NSTEMI patients undergoing complete coronary revascularisation were shown to have a better one-year cardiovascular prognosis compared to IR patients. The one-year death, myocardial infarction and MACE rates were all reduced by a multivessel percutaneous strategy. On the other hand, primary and secondary outcomes were similar between unstable angina (UA) patients, regardless of the strategy of revascularisation. While the setting of multivessel disease in STEMI patients has been widely investigated, randomised trials comparing different revascularisation approaches in NSTE-ACS patients are lacking. Furthermore, most of the available studies have considered NSTEMI and UA as a single entity, with no risk stratification within the heterogeneous NSTE-ACS group. In this regard, a recent meta-analysis25 investigating the complete versus incomplete strategy in a miscellaneous NSTE-ACS population showed no clinical differences in terms of long-term mortality or myocardial infarction. Conversely, Onuma and colleagues26 showed a reduction of both MACE and myocardial infarction or death in “NSTEMI patients only” undergoing a complete revascularisation strategy, thus suggesting that a multivessel strategy could reduce hard endpoints, as also shown by our analysis. Consequently, the present paper stressed the importance of a complete revascularisation in NSTEMI patients.

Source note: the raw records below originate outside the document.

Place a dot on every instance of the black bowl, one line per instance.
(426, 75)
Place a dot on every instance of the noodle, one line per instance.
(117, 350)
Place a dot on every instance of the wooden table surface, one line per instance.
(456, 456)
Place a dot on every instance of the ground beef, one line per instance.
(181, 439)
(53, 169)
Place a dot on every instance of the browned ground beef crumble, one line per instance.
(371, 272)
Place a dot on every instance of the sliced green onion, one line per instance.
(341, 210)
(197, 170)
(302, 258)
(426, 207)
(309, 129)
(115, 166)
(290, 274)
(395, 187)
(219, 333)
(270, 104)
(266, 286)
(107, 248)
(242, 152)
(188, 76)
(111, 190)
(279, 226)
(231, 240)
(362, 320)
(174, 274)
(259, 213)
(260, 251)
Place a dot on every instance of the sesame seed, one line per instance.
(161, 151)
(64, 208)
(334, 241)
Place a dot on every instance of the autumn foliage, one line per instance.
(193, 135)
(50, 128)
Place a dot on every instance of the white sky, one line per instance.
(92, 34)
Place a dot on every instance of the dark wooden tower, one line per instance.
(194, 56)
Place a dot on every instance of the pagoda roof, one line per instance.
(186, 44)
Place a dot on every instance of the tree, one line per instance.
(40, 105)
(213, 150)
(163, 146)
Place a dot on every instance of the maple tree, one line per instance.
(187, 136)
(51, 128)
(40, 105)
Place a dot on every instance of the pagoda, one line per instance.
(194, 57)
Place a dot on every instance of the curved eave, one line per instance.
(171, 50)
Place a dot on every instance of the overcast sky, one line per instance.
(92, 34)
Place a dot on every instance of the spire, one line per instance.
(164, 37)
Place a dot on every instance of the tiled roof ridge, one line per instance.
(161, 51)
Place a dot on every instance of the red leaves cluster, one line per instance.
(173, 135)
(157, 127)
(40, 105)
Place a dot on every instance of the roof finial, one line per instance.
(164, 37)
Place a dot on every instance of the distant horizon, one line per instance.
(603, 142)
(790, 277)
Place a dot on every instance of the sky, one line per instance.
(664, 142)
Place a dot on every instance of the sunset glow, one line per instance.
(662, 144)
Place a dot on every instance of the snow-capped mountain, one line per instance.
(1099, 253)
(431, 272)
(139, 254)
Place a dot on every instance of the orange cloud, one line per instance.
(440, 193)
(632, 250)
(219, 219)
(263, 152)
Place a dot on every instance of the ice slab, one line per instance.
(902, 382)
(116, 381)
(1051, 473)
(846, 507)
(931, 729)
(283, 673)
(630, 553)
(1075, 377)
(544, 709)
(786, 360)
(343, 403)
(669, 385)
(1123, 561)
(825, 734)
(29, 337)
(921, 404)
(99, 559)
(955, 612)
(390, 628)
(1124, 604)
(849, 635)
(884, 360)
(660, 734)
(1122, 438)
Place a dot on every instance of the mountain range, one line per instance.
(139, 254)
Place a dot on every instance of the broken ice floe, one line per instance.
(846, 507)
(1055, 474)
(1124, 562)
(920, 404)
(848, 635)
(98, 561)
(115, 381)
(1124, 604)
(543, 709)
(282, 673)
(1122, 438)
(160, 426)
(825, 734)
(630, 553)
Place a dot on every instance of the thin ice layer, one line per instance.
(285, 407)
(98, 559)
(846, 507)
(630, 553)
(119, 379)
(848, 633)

Our results should encourage systematic risk stratification in the NSTE-ACS group, in order to define the PCI strategy better in this heterogeneous subset.

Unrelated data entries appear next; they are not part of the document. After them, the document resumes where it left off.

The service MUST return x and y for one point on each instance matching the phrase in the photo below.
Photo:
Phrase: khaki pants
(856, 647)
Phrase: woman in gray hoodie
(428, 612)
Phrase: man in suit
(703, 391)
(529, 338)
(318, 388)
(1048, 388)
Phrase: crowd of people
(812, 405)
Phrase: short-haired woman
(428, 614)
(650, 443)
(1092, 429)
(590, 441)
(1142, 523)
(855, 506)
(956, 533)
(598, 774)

Finally, CR was safe in all the myocardial infarction subsets, as shown by the similar rates of in-hospital and long-term bleedings and by the need of transfusion between the two strategies; our results are consistent with those reported in both NSTE-ACS13 and STEMI8,24 studies.

Limitations

There are several limitations to our study, mainly concerning the observational design. First, the proportion of STEMI patients may reflect a selection of centres focused on primary PCI. Second, while propensity score matching may adjust for potential recorded confounders, it may not account for differences related to causality for unrecorded data, which may be avoided only by a randomised controlled trial. Moreover, the propensity score matching “selected” high-risk patients, as demonstrated by the reduction of sample size and by similar rates of death. Third, we chose a definition of non-culprit coronary stenosis of at least 70% by visual estimation in order to adhere as much as possible to clinical practice, despite a frequent use in the literature of a definition of stenosis as critical if more than 50%27,28. Moreover, the non-funded profile of our study led to an adherence to real-life clinical practice, although with some limitations regarding the absence of a central “core lab” to adjudicate events, in particular in-hospital death and recurrent MI. Data concerning interventional techniques, such as fractional flow reserve (FFR) (although largely debated in the ACS setting29), were not recorded, nor were those about the length of dual antiplatelet therapy30.

Despite the use of appropriate statistical adjustments, differences in patient baseline characteristics still remained. Moreover, since this is a subgroup analysis of the BleeMACS registry, specific variables (e.g., diagnosis of cardiogenic shock, drugs), procedural data (e.g., type of DES, treated and untreated vessels) and outcomes (e.g., post-procedural acute kidney disease, cardiac death), were not recorded. Finally, due to the absence of adjudication by a CEC and the heterogeneity of its definition, myocardial infarction and consequently MACE should be considered as softer endpoints.

Conclusions

This multicentre retrospective registry showed the benefit of a complete revascularisation strategy in terms of a reduction of one-year mortality in patients with myocardial infarction and multivessel coronary artery disease, suggesting that it is “better to do something rather than nothing”. Randomised controlled trials, including functional evaluation (FFR) of the lesions, especially in the NSTE-ACS setting, should be performed to confirm our results.

Conflict of interest statement

The authors have no conflicts of interest to declare.